Were motives of Boston bombing suspects embedded in Chechen heritage – or not?
“Chechnya has a very brutal history. You can just imagine two young Chechen boys growing up [in that violence] and then being dropped in the United States,” says Fiona Hill, an expert in Russia and its regional conflicts at the Brookings Institution in Washington. Noting how that could be “incredibly disorienting,” she adds, “And here they are in their 20s, a classic time for people to search for identity.”
Tamerlan Tsarnaev, 26, the older brother shown wearing a dark cap in FBI photos released Thursday, appears to have posted religious videos that included references to the liberation of the Muslim regions of Central Asia before the bombings Monday and the shoot-out in Watertown early Friday in Boston where he was fatally wounded.
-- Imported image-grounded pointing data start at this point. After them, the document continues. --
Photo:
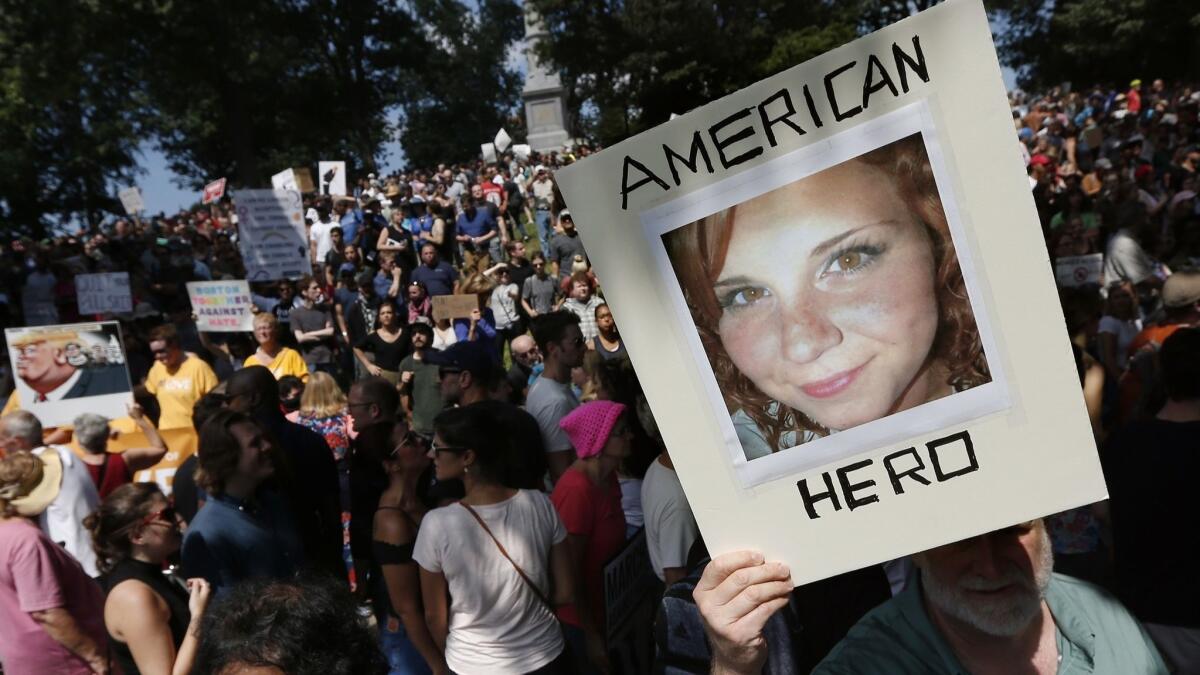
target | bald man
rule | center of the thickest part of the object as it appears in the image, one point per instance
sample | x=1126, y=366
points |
x=525, y=357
His younger brother, Dzhokar Tsarnaev, 19, the suspect shown wearing a white cap in FBI photos, was born in Kyrgyzstan but appears to have kept a page on a Russian social network where he identifies as Muslim and expresses interest in events in Chechnya, the predominantly Muslim Russian province where Russian authorities fought two ruthless wars in the 1990s and 2000s as separatists battled central Russian rule.
All of these elements could suggest that the Tsarnaev brothers carried out the marathon bombings as a result of some link to a foreign terrorist organization. But the more likely scenario, some experts say, is that the two immigrants were “lone wolves” perhaps inspired by a radical foreign ideology but acting more in a quest to assert an identity.